The approach I take is as follows:

1) Create a plain BIN source file for 32bit and 64bit per instruction. These can be found in the regress/src folder.
2) The instruction must be tested in every possible combination (and this is the hard part), using sil/dil vs. high byte registers, registers whos number is <8, <16, <32.. combinations of those
    Combined with an array of addressing modes for memory operands, once again with various registers from the different number banks.
3) Additionally an error src file is created to specifically test variations of the instruction which should fail.
4) If the instruction support various forms of prefixes these must be included too.

Once that is all done, the regress test can automatically run it and compare the output BIN to a known-good/expected result file.
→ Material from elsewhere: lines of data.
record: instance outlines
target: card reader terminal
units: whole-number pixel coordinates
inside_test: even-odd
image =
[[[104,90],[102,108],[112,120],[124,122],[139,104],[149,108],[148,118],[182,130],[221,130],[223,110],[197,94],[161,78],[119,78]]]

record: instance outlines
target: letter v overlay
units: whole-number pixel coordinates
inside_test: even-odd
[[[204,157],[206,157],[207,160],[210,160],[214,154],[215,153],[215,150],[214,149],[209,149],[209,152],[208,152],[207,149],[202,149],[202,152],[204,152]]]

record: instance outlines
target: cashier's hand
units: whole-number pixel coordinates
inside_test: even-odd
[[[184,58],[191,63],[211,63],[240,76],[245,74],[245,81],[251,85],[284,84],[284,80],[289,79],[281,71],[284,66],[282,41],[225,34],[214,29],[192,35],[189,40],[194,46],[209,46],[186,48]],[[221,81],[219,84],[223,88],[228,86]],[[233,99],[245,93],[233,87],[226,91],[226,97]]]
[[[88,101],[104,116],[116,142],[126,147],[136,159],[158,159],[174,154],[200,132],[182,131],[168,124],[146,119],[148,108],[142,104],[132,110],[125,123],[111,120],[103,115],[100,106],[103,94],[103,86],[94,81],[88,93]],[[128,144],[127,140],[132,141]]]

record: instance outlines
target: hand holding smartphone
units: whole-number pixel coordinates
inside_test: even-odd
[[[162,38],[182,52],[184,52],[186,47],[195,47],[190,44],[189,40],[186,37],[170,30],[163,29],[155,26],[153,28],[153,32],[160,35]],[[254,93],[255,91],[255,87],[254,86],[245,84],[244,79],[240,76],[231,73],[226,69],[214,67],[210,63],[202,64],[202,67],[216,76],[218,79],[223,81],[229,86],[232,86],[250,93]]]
Here is where the second part of the slow-process is:

5) Use UASM to assemble the bin file, take the resulting HEX file and I use Defuse to then manually go through each opcode and validate it. In addition I take the same instructions and assemble them via the Defuse interface to ensure we have selected the correct opcode and encoding (IE: the optimal shorter sequences). This result is then used to verify the expected result file which is stored in regress/exp

Hi johnsa,

thanks for the description! Now it’s clear how the basic structure looks like.